Filho e neto de médicos proeminentes, e órfão de mãe aos oito anos, Charles Darwin não era chegado aos estudos. "Cada verso é esquecido em 48 horas", alegava. Seu rendimento escolar era tão baixo que o pai lhe mandou para a Universidade de Edinburgo, numa tentativa de melhora. Chegou a cursar medicina, mas, para o desgosto paterno, desistiu da carreira quando assistiu a uma operação de uma menina que berrava de dor; anestesia era um artifício que ainda estava para nascer. Apaixonado por natureza, chegou a ouvir do pai a seguinte frase: "você não serve para nada além de caça, cães e catar ratos; você será uma desgraça para si e para toda a sua família".
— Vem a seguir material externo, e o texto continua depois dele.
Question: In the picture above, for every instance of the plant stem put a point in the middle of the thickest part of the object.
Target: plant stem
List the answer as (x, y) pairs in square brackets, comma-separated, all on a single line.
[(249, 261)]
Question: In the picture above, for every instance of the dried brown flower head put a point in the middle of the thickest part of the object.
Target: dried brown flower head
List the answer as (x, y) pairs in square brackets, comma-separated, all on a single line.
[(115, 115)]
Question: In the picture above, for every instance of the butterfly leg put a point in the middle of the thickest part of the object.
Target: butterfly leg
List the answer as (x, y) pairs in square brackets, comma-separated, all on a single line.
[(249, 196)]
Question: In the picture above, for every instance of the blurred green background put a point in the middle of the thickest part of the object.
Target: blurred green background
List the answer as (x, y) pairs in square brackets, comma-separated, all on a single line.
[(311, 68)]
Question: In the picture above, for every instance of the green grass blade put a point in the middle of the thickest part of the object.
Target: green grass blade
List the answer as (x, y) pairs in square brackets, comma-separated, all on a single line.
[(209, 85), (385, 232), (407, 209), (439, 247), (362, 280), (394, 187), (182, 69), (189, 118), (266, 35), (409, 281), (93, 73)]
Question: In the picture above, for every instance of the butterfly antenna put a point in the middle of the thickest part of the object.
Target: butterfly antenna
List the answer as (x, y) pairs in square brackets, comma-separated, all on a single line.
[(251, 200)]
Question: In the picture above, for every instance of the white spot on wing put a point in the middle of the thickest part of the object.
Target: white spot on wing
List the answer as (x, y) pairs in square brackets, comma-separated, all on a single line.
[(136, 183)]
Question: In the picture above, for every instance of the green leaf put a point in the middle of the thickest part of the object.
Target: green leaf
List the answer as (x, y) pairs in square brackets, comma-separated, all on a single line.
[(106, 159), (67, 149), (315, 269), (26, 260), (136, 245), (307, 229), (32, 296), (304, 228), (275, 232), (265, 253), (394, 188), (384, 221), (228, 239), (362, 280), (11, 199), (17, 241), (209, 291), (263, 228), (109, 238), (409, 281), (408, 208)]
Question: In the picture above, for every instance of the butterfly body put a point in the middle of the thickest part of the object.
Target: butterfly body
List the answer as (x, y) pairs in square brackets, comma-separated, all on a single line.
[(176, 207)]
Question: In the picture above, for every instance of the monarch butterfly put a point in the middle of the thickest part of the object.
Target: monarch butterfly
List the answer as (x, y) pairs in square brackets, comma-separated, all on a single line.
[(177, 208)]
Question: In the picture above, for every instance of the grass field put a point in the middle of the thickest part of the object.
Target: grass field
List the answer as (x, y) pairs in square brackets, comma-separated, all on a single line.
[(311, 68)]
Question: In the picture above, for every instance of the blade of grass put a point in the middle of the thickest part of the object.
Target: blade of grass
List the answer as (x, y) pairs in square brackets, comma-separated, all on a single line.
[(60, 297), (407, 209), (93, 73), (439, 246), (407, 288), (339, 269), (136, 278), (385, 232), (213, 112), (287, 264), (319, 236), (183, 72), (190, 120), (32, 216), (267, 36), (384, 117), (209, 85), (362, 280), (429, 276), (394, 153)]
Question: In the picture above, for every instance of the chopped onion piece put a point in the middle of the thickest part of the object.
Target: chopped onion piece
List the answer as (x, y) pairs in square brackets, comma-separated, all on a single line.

De fato, o jovem não servia para nada além disso. Ainda bem. Em 1831, aos 22 anos, ele foi convidado, como único naturalista, para embarcar no "Beagle", um navio que partiria numa expedição de cinco anos pela costa da América do Sul. Darwin sempre disse que este foi "o evento mais importante de sua vida". Luxo, nenhum. Dormia numa rede e dividia o minúsculo banheiro com dois tripulantes.

Foi nas ilhas Galápagos que ele considerou pela primeira vez a evolução das espécies. Ele reparou que nas diferentes ilhas, as mesmas espécies, vindas do continente, desenvolviam-se de formas distintas. Escreveu dezenas de cadernos e coletou milhares de minerais, conchas, plantas e bichos. Na volta desta viagem, em 1837, esboçou suas primeiras idéias sobre o assunto. No ano seguinte, casou-se com Emma Wedgwood, uma prima, com quem teve dez filhos. No ano seguinte, nascia as primeiras páginas do livro "A Origem das Espécies" que um dia revolucionaria a forma como entendemos o mundo - mas que ele só viria a publicar 21 anos mais tarde.

Em 1842, Darwin mudou-se com a família para a famosa Down House, perto de Londres, onde viveu os últimos 40 anos de sua vida, e cuja réplica do escritório está a mostra nesta exposição. Foi lá também que ele escreveu o trabalho que trata da seleção natural - para garantir sua publicação, disse a esposa que pagasse 500 libras a um editor, caso ele falecesse antes de terminá-la. Mas morte precoce foi de Annie Elizabeth, uma das filhas do casal, levada pela tuberculose aos 10 anos, em 1851. Esta mostra dá bastante ênfase ao episódio, pois a tragédia marcou profundamente a vida do naturalista. Ele nunca superou este luto: chegou a descrever num gráfico, fase por fase da doença da filha. Imerso por 21 anos em sua obra, e mantendo segredo por todo este tempo, Darwin só resolveu publicá-la quando recebeu uma carta de outro naturalista, Alfred Russel Wallace, que quase chegou a uma teoria quase indêntica a sua. Já no dia do lançamento da obra, todas as cópias voaram das livrarias. De fácil leitura e acessível a leigos, o livro teve de ser reimpresso às pressas. De imediato, causou controvérias religiosas, ataques de alguns cientistas e defesa de outros. A polêmica foi seguida pelo segundo livro "A Origem do Homem", que revela a evolução humana pela escolha sexual. Controvérsias a parte, o grande reconhecimento deste naturalista foi dado em sua morte, em 1882: Charles Darwin foi enterrado vizinho a Isaac Newton e monarcas, na Westminster Abbey, em Londres. O funeral, cujo anúncio na página de obituário também pode ser visto nesta mostra, foi acompanhado por políticos, por cientistas e, curiosamente, pelo clero. Provavelmente, todos deixaram para discutir na saída.